Re: Convert a set of points into an ROI
Posted by Gabriel Landini on May 13, 2009; 8:06am
URL: http://imagej.273.s1.nabble.com/Convert-a-set-of-points-into-an-ROI-tp3692520p3692527.html
On Tuesday 12 May 2009 23:46:42 Ghislain Bonamy wrote:
> Thanks for the long and detailed answer. I was planning to add this line
> tracing algorithm inside loci.plugins.util.? If this is OK with you.
> Perhaps you have a suggested Package/Class name? I have already though a
> bit to the case scenario you proposed. The way I intend to solve this is to
> check for points which are across and then diagonals. In addition, for the
> first point, I will force the trace to be clockwise (only check for pixels
> that are right, top, bottom, right-top diag, right-bottom diag) and force
> to start at the upper left corner of the shape. Finally, I would erased the
> points that were already used so that I would not trace backwards.

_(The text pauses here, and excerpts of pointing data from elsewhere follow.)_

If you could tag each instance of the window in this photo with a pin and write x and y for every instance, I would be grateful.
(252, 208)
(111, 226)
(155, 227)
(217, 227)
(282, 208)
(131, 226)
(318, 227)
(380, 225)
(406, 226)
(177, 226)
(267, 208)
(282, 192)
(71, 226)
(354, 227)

This is not a good idea. You need to scan points depending where your previous
point detected point was, not in any arbitrary order. See suggestion 1 below.
> A more
> problematic event would be:
>
> 010
> 111
> 000
No, you cannot blindly erase points that have been traversed already.
Think of this:
01000
10121
01000
You have to traverse point 2 twice. If you delete the first time, your
algorithm fails to reach the start ever again. Something like this happens in
the yellow particle near 730,561.
> However, I am pretty sure that this would never occur. Since it would be
> represented by:
> 010
> 101
> 000
I doubt that it will never occur.
> For the code, I plan to use List<Point> to store the initial coordinate and
> move them one by one into a Vector<Point> (corresponding to the Polygone
> calculated). Note: List.contains(currentPoint) works correctly, even if
> currentPoint is not the same object as the one entered. Let me know if you
> think the point structure is not ideal, or anything else is not ideal. Once
> this is written perhaps someone can see if it is optimized?
A few suggestions:
1. Do not reinvent the wheel. What you are trying to recreate is Freeman's
chain encoding algorithm which is already implemented in the particle analyzer
and in the particles4, particles8 and lines8 plugins.
2. Do not make assumptions of what might or not might occur in your images. If
you implement Freeman's algorithm correctly, it should deal with all cases,
and it is likely that what one thinks *might* not happen, will eventually
happen in some other image or when you change the segmentation conditions,
etc.
3. From what you say, your coordinate points are supposed to be 8-connected. I
would avoid repeating code if that already exists. The following would work:
Create an empty image and cell by cell:
plot the points,
extract the ROI
store it,
delete the points.
(you will need the last step because some of your objects touch neighbouring
objects, which makes it impossible to tell them appart in terms of foreground-
background (i.e. there is no space between objects).
4. The proper solution however is to get the coordinates already sorted by the
program that generates the boundaries.